I’m strong and I don’t need anyone to carry me or to cheer me up when I’m down . I’ve always thought I could do all of that by myself but you know what it’s very wrong, I’ve always pushed people away from me because i don’t wanna get hurt or hurt anybody, it sucks when most of guys I’ve met care only about my body ,they just want to be able to grab my ass and feel my body against them, they don’t give a damn about me , about how sweet and a cool person I am , but I still don’t wanna get that close to anyone, I don’t wanna fall in love, love hurts right! , I don’t want anyone to fall for me , I don’t wanna get used to someone then end up by being alone in my room Remembering every second we spent together.
I’m just gonna tell you about this guy who gave me so much to remember, he may read this he may not, it doesn’t matter, I’m just writing about it because I think it’s kinda special for me.

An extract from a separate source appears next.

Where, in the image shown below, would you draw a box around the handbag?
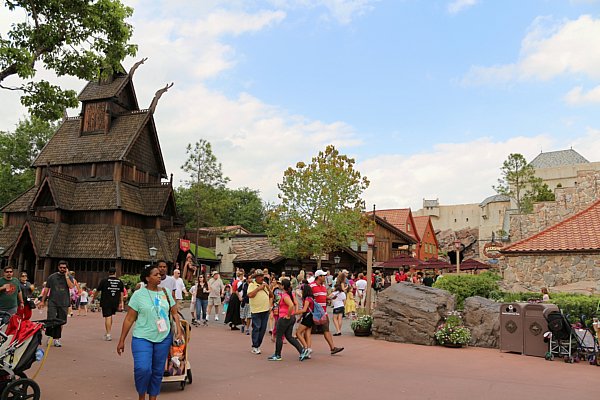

So we met at the gym, we started working out together, texting, talking about everything, I knew he liked me since the first day we met, but I didn’t know that I like him back till that crazy night I spent with my friends and my cousin, till another guy started talking about my butt, I realized how much I like him, I realized how much he cares about my soul , I kept talking about him all night. My cousin didn’t let me call him, but I did in the next morning, we met , I liked him more , that was the last time I saw him before I get hurt. He moved out for university, we just kept texting, he came back in holidays, he promised to meet up a few times but it didn’t happen for a stupid reason, because he called me and I didn’t answer .We didn’t talk for a month, till that night when I was on my way home from the gym and I saw him, I just kept looking at him, realizing how bad I’ve missed him,and how bad I wanna hug him, but then I just said It’s time for me to go home. I texted him after few weeks, we talked, he promised that we’re gonna spend some time together in the next holidays which are in 5 weeks. But then I hesitated again and I just told him that I don’t feel the same way anymore, I had no coice, I didn’t want to lose him. We didn’t talk until he texted me a few days before holidays and asked if we could watch a movie together on Sunday, I was waiting and waiting for his call on, he didn’t call, I was worried if something happened with him.
He promised that he’ll make it up for me. He actually did, a day before he leaves again for university , I can remember every detail, I finally touched his lips, I finally kissed him.
When he left, he disappointed me, I thought everything is going to change and be better, he did not answer my calls and my texts, I kept trying to know what’s happening, till he told me that he’s back with his ex and that he loves her.